Very slow scheduling - Githubissues

rimorob commented 4 years ago

I am sorry to not have a reproducible example yet. My code base is very large and was running just fine until the job size became small. So I'll make a reproducible example after hearing some suggestions on what to test. In my case, the jobs are rather small - 10s each. The problem I'm seeing is they don't get scheduled very quickly. In fact, at any given time only one slurm job, or at most two, are running (the machine they are running on can run ~15 jobs by ram and cpu requirements). I'm trying to run 60 chunks, and to resolve this problem I set scheduling to 5, which did bump up the number of running jobs to 2-3. However, the main problem is that the chunks seem to take 10-15 seconds to launch, and I don't know what I changed - a few days ago, with larger jobs - this was not the case.
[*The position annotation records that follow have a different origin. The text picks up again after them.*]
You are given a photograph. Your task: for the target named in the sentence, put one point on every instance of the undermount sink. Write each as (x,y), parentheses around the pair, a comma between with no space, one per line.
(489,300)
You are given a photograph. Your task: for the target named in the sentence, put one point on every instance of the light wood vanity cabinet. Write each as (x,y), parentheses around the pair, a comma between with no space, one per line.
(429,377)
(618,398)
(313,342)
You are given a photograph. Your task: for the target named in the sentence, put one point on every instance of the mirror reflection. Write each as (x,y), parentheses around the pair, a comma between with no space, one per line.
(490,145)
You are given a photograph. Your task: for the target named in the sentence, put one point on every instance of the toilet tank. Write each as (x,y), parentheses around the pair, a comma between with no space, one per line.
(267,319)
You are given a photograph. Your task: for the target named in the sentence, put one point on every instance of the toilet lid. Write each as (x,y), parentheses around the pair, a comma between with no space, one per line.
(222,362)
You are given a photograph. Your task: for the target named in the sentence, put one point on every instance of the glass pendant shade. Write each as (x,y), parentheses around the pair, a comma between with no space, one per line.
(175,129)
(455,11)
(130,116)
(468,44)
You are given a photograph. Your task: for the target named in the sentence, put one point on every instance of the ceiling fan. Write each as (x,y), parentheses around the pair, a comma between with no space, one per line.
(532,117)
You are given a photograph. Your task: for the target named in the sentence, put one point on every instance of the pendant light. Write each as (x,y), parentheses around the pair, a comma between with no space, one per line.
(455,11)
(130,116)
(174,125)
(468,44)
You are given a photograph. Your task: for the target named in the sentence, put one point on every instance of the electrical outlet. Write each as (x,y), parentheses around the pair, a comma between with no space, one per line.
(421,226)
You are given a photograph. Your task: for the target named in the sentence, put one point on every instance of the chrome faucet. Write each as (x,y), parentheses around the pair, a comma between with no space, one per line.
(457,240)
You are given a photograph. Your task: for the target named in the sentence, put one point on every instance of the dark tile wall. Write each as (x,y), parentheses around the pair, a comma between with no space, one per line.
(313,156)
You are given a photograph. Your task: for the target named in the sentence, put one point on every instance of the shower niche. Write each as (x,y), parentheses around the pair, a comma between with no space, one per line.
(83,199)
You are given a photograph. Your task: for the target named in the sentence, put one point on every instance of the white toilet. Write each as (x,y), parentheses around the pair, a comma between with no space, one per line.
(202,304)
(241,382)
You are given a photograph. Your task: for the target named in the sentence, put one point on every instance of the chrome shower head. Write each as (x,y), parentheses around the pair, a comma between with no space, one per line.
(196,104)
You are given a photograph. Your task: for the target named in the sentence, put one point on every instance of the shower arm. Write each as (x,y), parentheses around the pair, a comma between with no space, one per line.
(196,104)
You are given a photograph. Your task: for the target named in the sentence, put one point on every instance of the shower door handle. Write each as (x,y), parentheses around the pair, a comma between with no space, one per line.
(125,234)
So to my specific questions, before I try to generate a small reproducible example:

Is there a verbose/trace flag? I can't see it in the documentation
Is there anything to pay attention to beyond the "scheduling" option? Any hunch for what may be causing this issue for me to start looking at in generating an example?

rimorob commented 4 years ago

Just to add some detail - I think I've come a bit closer to the source of the problem and may have found an inefficiency with scheduling. First of all, the exported dataset is rather large and may be as large as 100MB. Second, the folder where the .future directory is located is on a small drive that went from 87% before the job started to 100% when it crashed (this being the cause of crash). There's a very good chance that the slowdown has to do with the home folder filling up. Assuming that this was, in fact, the problem, I wanted to note a few things, with the caveat that I know little about the future.batchtools internal architecture and how doFuture interacts with it. When I try to run a number of chunks and they share all of the data that's being exported, three seem to be 100 copies of 100-mb large object being staged in the same folder before being pushed to the remote node. Would it be possible to have a single copy output? Another possibility is that these stored files belong to separate (and many) consecutive foreach runs. If this is the case, foreach doesn't seem to clean up after itself properly, and the doFuture package doesn't seem to have a visible command to clean up (an equivalent to stopCluster()). Does any of this seem like the possible cause of the problem?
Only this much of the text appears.